Scientific Reports (Nov 2021)

Reduced and stable feature sets selection with random forest for neurons segmentation in histological images of macaque brain

  • C. Bouvier,
  • N. Souedet,
  • J. Levy,
  • C. Jan,
  • Z. You,
  • A.-S. Herard,
  • G. Mergoil,
  • B. H. Rodriguez,
  • C. Clouchoux,
  • T. Delzescaux

DOI
https://doi.org/10.1038/s41598-021-02344-6
Journal volume & issue
Vol. 11, no. 1
pp. 1 – 17

Abstract

Read online

Abstract In preclinical research, histology images are produced using powerful optical microscopes to digitize entire sections at cell scale. Quantification of stained tissue relies on machine learning driven segmentation. However, such methods require multiple additional information, or features, which are increasing the quantity of data to process. As a result, the quantity of features to deal with represents a drawback to process large series or massive histological images rapidly in a robust manner. Existing feature selection methods can reduce the amount of required information but the selected subsets lack reproducibility. We propose a novel methodology operating on high performance computing (HPC) infrastructures and aiming at finding small and stable sets of features for fast and robust segmentation of high-resolution histological images. This selection has two steps: (1) selection at features families scale (an intermediate pool of features, between spaces and individual features) and (2) feature selection performed on pre-selected features families. We show that the selected sets of features are stables for two different neuron staining.
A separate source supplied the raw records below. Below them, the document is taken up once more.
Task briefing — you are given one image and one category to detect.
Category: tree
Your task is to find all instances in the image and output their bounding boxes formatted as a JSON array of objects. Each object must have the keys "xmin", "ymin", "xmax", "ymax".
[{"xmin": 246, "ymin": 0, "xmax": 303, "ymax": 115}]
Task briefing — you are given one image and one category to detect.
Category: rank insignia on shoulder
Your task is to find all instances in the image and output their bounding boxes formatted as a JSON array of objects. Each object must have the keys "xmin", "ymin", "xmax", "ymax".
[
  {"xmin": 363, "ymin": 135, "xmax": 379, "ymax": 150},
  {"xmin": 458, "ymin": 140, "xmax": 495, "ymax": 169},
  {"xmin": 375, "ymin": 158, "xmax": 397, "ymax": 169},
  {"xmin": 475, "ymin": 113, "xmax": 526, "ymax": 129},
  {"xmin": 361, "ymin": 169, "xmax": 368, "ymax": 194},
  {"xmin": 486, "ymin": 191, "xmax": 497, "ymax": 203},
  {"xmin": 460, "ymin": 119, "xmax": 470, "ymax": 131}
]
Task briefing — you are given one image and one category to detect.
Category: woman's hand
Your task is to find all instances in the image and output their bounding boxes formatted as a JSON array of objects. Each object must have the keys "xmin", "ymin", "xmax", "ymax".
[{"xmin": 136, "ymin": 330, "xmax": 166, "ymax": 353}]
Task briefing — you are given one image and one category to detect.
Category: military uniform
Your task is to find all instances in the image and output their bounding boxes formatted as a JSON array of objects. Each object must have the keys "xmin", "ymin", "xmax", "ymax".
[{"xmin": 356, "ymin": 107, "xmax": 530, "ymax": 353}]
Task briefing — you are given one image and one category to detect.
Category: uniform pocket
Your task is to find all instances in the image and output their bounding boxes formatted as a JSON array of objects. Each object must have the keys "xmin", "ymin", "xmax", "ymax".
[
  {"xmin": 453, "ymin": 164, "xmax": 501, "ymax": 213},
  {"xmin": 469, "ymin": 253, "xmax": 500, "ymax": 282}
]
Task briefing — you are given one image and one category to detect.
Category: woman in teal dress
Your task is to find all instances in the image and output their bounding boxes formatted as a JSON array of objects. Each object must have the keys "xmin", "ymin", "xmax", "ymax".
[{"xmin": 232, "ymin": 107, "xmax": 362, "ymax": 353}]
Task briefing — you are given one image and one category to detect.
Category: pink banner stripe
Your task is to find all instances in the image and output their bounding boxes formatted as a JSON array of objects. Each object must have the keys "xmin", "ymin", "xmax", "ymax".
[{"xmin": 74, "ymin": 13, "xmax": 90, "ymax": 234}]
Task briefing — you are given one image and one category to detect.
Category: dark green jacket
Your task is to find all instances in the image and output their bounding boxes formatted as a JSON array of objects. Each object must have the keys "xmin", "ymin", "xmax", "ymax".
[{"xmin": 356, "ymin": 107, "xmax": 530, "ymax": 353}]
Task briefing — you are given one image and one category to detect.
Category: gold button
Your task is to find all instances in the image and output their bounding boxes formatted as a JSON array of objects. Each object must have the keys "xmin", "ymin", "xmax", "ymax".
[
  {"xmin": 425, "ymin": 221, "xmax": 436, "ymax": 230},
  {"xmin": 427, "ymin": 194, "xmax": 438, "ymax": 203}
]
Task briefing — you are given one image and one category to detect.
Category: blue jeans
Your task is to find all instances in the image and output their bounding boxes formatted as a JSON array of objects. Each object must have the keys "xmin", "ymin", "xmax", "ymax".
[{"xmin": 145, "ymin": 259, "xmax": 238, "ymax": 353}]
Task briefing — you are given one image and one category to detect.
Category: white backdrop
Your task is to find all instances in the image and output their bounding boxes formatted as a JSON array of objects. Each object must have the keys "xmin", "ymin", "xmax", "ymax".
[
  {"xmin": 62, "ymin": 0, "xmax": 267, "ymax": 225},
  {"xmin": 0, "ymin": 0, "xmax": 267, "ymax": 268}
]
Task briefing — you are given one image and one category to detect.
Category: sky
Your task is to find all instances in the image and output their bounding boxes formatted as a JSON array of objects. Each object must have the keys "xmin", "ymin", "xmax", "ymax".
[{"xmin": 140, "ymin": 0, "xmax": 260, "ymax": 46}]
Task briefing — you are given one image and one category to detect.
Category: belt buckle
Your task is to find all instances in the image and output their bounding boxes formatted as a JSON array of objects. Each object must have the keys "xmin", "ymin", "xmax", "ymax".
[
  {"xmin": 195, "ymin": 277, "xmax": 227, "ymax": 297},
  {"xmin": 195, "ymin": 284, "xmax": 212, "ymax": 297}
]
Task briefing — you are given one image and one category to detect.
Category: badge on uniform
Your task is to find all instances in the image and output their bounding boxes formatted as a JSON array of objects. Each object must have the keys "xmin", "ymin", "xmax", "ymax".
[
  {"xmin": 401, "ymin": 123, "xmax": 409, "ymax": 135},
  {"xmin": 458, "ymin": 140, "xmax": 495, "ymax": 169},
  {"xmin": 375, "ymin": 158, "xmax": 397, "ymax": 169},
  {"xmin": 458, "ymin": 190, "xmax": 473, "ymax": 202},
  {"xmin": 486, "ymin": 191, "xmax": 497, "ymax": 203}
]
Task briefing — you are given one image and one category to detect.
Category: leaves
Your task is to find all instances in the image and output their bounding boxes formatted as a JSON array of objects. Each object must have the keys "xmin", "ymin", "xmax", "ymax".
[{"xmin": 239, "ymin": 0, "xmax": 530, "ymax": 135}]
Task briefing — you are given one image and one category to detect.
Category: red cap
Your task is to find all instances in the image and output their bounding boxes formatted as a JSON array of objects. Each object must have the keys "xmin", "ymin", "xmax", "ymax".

In order to test different configurations, one of these dataset is a mono-subject dataset and the other is a multi-subjects dataset to test different configurations. Furthermore, the feature selection results in a significant reduction of computation time and memory cost. This methodology will allow exhaustive histological studies at a high-resolution scale on HPC infrastructures for both preclinical and clinical research.